En premier lieu peut être évoqué le droit international humanitaire qui prévoit, dans le cadre d’un conflit, la responsabilité de l’État engageant, et encadrant le recours au mercenariat, bien que ces questions soient encore largement débattues aujourd’hui. Ensuite, le document de Montreux (17 septembre 2008), référence internationale en matière d’obligations juridiques et bonnes pratiques étatiques concernant le recours à ces sociétés dans le cadre de conflits armés, ainsi que le Code de conduite (ICoC) adopté le 9 novembre 2010 et signé par plus de soixante entreprises. Cependant, ces divers instruments concernent les conflits armés. Peut-on considérer la piraterie maritime comme relevant du conflit armé ? Certainement pas. A l’instar de la réglementation nationale, le droit international ne semble guère plus prolixe.

Les rapporteurs plaident donc pour une évolution « indispensable » du cadre législatif et réglementaire dans un sens favorable à l’ouverture du recours aux ESSD. Notamment, une procédure de labellisation pourrait être créée, permettant ainsi de certifier les entreprises et de garantir alors leurs qualités et moralité, caractère certainement le plus sensible et au cœur de la discussion.

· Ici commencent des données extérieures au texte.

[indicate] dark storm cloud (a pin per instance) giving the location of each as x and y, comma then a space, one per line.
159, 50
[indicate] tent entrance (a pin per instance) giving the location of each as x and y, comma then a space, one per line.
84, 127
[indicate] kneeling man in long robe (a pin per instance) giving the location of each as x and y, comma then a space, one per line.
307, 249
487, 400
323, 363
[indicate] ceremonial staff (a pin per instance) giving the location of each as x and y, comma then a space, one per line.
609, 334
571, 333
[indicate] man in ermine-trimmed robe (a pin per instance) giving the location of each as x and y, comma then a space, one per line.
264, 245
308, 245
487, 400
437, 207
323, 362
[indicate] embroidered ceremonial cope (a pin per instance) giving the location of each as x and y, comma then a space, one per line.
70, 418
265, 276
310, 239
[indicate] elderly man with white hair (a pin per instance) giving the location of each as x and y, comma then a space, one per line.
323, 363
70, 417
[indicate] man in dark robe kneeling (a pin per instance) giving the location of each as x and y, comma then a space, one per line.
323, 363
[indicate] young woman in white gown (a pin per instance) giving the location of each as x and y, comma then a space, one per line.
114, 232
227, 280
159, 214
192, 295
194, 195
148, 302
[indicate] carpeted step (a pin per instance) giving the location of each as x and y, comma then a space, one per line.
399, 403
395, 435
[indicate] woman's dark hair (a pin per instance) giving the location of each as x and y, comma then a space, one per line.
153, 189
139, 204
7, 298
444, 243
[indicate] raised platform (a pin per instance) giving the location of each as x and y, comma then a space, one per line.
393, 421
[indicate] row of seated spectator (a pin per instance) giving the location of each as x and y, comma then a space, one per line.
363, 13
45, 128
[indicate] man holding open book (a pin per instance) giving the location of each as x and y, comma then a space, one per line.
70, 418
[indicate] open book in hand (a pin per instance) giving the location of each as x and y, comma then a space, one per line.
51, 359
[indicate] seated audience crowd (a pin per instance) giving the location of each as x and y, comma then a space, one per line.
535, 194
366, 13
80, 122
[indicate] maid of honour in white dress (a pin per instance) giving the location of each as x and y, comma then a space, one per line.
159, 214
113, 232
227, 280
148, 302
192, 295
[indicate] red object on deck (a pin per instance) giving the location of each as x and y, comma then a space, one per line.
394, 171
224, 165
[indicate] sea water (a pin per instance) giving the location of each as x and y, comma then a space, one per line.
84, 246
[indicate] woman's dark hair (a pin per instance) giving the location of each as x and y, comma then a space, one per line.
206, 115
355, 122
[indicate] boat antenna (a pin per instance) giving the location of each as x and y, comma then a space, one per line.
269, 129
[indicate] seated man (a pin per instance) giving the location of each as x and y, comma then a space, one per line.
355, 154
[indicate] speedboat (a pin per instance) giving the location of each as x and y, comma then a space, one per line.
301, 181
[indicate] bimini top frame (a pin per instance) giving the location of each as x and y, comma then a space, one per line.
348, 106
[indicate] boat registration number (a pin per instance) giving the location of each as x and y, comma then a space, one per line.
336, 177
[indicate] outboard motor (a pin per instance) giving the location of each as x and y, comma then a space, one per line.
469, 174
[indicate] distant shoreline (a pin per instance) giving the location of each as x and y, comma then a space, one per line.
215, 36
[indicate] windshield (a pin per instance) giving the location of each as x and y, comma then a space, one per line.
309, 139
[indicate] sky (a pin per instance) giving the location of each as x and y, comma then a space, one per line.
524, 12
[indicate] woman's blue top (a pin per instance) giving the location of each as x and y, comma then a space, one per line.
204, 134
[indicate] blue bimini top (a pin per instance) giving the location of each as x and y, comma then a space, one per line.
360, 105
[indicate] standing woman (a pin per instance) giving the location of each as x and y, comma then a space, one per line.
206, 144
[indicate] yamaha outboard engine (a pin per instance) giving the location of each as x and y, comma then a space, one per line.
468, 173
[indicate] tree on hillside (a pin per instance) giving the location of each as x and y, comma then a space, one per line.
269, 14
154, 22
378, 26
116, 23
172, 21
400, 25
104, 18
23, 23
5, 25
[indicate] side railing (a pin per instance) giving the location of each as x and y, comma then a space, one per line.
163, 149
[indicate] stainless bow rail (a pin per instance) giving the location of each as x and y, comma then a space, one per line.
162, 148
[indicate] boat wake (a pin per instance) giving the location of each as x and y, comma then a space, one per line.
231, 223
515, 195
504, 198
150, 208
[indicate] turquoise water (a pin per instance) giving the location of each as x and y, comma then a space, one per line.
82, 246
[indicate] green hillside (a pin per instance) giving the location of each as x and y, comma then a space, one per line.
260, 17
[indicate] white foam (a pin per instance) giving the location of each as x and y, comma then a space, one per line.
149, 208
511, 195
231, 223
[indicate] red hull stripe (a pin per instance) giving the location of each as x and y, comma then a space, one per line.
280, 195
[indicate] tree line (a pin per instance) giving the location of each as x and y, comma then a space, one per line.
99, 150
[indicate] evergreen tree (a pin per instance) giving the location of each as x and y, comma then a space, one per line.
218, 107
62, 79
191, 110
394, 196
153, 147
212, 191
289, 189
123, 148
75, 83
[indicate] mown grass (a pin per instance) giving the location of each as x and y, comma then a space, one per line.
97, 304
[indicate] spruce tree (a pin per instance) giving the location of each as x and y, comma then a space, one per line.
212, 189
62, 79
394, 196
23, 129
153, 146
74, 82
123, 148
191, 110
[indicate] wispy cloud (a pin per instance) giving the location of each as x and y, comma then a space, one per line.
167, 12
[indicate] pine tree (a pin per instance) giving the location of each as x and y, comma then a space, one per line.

Nous pouvons regretter que certains aspects pourtant fondamentaux ne soient pas ou peu abordés dans le rapport, ou encore peu développés : la question notamment de la responsabilité en cas d'incidents aurait mérité un approfondissement et permis un éclaircissement sur un point qui constitue très certainement une des raisons principales de la non-admission du recours aux gardes armés privés à bord des navires. La responsabilité d'un incident devra-t-elle être imputée à l'Etat? Si oui, lequel? Celui du pavillon, celui d'immatriculation de la société, celui dont relève le dirgeant? Ou alors, devra-t-elle imputée uniquement à la société en question?

De plus, l’embarquement à bord des navires de gardes armés privés ne dépendra pas seulement de l’évolution de la position française. Si, en effet, règne en haute mer le principe de liberté, et permet donc aux navires de voyager avec des gardes armés à bord ne dépendant pas des forces militaires nationales, les choses peuvent se compliquer dans les eaux sous souveraineté nationale, pour lesquelles seul l’État côtier est compétent en matière de police, et dont la réglementation peut parfois interdire le transit de navires transport des armes. Le problème appelle donc une réflexion plus large pour pouvoir évoluer favorablement. Ce rapport a le mérite de soulever une question considérée jusqu'ici comme taboue; pouvons-nous dès lors espérer une évolution de la position française?